By Alison ConwayAt my first triathlon last summer, my partner took a picture of me in the water and the image speaks many words. I’m standing apart from the other women, who look relaxed chatting with each other as they await the start gun; I’m holding my hands awkwardly out of the lake as though afraid to let them dangle below the surface, despite the fact that the water was warm. I used this image my first day of class in the fall to reassure first-year students that however uncomfortable they were feeling as they began university, they would be okay. I pointed out the lifeboats by the buoys and told them that once I had begun my swim, everything was not only fine, but terrific. The lesson I drew from that day was that sometimes you have to just get in the water—and I returned to this idea with my class in the weeks that followed, showing images of PTSD survivors swimming in a tank with sharks, of a child looking down at the water from a five-metre diving board.
In the months since last September, this idea of discomfort and what we do with it has kept resurfacing in my daily life. I have been training for a half marathon that I will soon race (barring a snowstorm or last-minute injury), and that, of course, has its own challenges. But it’s not just about putting up with sore legs. It’s about the mental discomfort of boredom, of fear that cold weather will somehow get me by way of ice or frostbite, of putting up with the headache brought on by lack of caffeine before a run. That is to say, it’s about discomfort that is both physical and psychological and the way those two interact with each other.
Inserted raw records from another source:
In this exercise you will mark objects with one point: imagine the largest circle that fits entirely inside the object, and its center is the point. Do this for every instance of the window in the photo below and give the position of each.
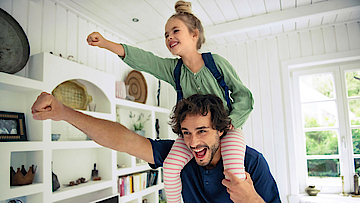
(327, 115)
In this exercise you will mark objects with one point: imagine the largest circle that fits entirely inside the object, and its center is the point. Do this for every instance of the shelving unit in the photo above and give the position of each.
(73, 155)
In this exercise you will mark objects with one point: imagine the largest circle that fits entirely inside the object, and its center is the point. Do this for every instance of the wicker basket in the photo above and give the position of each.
(72, 94)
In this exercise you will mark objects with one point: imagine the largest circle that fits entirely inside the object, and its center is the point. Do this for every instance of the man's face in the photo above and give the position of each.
(202, 140)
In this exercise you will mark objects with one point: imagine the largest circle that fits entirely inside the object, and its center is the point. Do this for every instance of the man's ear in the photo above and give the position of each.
(196, 33)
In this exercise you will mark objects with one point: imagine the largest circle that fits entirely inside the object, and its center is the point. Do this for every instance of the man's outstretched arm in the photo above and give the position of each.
(107, 133)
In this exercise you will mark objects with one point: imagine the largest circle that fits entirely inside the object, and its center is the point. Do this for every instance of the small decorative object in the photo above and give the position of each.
(55, 181)
(157, 128)
(94, 173)
(18, 178)
(137, 86)
(14, 44)
(72, 94)
(77, 182)
(158, 94)
(139, 123)
(120, 90)
(12, 126)
(311, 190)
(55, 137)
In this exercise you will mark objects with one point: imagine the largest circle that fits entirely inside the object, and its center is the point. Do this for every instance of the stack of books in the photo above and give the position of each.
(136, 182)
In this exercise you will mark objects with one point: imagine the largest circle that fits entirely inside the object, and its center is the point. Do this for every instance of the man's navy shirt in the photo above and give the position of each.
(203, 185)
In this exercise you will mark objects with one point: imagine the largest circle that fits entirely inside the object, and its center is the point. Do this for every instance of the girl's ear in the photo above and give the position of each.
(196, 33)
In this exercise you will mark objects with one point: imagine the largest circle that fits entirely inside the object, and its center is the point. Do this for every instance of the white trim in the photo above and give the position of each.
(286, 67)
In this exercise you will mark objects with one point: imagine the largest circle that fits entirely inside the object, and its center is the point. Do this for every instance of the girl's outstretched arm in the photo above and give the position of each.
(96, 39)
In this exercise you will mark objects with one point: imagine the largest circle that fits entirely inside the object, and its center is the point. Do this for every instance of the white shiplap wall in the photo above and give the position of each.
(258, 63)
(53, 27)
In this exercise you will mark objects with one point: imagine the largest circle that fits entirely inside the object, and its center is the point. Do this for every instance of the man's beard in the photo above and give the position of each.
(214, 148)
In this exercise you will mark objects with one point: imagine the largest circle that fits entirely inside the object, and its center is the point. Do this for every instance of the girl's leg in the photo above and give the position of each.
(177, 158)
(233, 152)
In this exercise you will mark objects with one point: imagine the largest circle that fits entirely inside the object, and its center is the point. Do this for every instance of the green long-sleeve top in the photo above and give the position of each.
(202, 82)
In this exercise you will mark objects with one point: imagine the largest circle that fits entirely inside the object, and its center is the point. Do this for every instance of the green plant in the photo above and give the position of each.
(139, 122)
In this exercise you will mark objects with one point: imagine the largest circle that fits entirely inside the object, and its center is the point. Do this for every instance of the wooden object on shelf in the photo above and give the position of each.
(73, 94)
(18, 179)
(137, 86)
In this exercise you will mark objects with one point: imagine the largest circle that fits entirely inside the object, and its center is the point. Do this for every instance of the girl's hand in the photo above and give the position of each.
(96, 39)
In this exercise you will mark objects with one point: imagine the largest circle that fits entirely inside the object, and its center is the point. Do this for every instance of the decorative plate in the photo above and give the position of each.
(137, 86)
(14, 45)
(73, 94)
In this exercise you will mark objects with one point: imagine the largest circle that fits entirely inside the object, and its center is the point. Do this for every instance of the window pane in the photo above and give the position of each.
(352, 84)
(354, 111)
(323, 167)
(356, 140)
(321, 143)
(357, 166)
(320, 114)
(316, 87)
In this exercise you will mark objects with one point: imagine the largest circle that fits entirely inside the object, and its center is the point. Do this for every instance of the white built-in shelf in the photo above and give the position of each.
(142, 193)
(131, 170)
(10, 82)
(140, 106)
(68, 192)
(25, 190)
(74, 144)
(21, 146)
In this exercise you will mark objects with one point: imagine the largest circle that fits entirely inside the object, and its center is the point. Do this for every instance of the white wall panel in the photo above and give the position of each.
(72, 36)
(329, 39)
(61, 31)
(257, 137)
(294, 45)
(92, 51)
(342, 40)
(83, 46)
(34, 26)
(354, 33)
(265, 102)
(318, 41)
(280, 155)
(306, 43)
(48, 27)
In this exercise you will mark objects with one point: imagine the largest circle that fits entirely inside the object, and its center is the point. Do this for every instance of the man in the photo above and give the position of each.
(202, 121)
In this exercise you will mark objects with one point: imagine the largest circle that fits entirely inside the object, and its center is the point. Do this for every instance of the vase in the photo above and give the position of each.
(311, 190)
(140, 132)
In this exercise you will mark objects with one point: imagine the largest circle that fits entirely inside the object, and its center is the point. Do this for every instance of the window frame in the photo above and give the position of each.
(345, 146)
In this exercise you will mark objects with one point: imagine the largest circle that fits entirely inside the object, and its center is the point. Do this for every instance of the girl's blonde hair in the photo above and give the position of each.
(183, 12)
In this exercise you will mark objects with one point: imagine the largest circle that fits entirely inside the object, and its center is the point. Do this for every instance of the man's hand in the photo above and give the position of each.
(96, 39)
(47, 106)
(241, 191)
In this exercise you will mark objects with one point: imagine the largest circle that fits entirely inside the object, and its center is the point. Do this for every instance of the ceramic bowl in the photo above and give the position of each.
(55, 137)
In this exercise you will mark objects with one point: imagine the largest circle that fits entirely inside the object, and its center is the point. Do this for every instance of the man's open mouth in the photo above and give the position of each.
(200, 153)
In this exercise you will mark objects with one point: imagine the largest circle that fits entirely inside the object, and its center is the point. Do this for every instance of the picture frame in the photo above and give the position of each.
(12, 126)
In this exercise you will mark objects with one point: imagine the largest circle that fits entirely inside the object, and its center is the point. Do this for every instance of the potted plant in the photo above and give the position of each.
(139, 122)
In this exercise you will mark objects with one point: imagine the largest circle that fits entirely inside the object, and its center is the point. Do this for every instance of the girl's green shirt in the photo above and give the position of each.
(202, 82)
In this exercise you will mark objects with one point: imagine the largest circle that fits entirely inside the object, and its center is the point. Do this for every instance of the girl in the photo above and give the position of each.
(184, 36)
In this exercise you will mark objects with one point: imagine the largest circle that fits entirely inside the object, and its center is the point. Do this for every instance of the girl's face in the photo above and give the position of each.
(178, 38)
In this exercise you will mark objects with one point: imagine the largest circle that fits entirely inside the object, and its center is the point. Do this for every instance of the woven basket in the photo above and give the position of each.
(72, 94)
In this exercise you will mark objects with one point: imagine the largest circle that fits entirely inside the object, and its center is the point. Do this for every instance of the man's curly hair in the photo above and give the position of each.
(198, 104)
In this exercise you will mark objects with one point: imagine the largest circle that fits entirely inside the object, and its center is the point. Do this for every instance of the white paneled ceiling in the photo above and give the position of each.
(225, 21)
At an after-school running and reading program for which I volunteer, Start2Finish, young children, grades 1-6, train over the course of the year for a 5 km race; each week we run and play games, have snack, and then read. One of the club rules is that children cannot take a bathroom break until after our running session. They can go before we start, but after that they must wait for fifty minutes or so. I’m reminded of one of my running buddies, who told me of the marathon she ran after a too-large cup of tea and how she decided to forgo a pit stop. I was simply amazed by that story when I first heard it, but now I think it contains some useful lessons, the same ones we’re trying to teach the kids we coach at the club.
Resilience involves not just tolerating discomfort, I believe, but embracing it. For women, in particular, a way of leaning into an embodiment that makes us uncomfortable may strengthen us in ways that extend beyond the physical. A recent New York Times obituary of Clare Hollingsworth, the British journalist first to report Germany’s invasion of Poland in 1939, notes that the journalist routinely slept on the floor into her nineties, “just to keep from going soft” (NYT, 10/1/2017). As a woman journalist in the years before second-wave feminism, Hollingworth would have had to sustain mental fortitude in the face of sexism and intimidation, both at home and abroad. On a much smaller scale, how often do women avoid challenging men who have made casually offensive remarks because their stomachs tighten at the thought? Maybe having our stomachs tighten, and learning to live with that feeling, is a good idea.
On Jan. 21st, I attended the Women’s March on Washington, along with about half a million others. The crowds were stiflingly close, and the day was long: a recipe for back pain and other challenges. But to focus on discomfort would have been to miss the enormous joy and happiness circulating among those gathered, peacefully and with purpose, to challenge a president whose sense of bodily entitlement has allowed him to sexually assault women and to degrade them with his comments. Talking about the politics of discomfort with my colleagues after coming home, we concluded that the difference between good and bad discomfort is the difference between those forms that empower, and those that deplete, our sense of agency. Discomfort itself is not the problem.
“When they go low, we go high,” Michelle Obama tells us. Going high, I believe, means gathering strength, in our bodies and minds, to face the physical and psychological threats posed by men like Donald Trump. I’m thinking a few nights on the floor might be in my future. After I finish that half marathon, perhaps.
Alison Conway is an English professor at Western University. Her favorite workout is running the roads and trails of London, ON.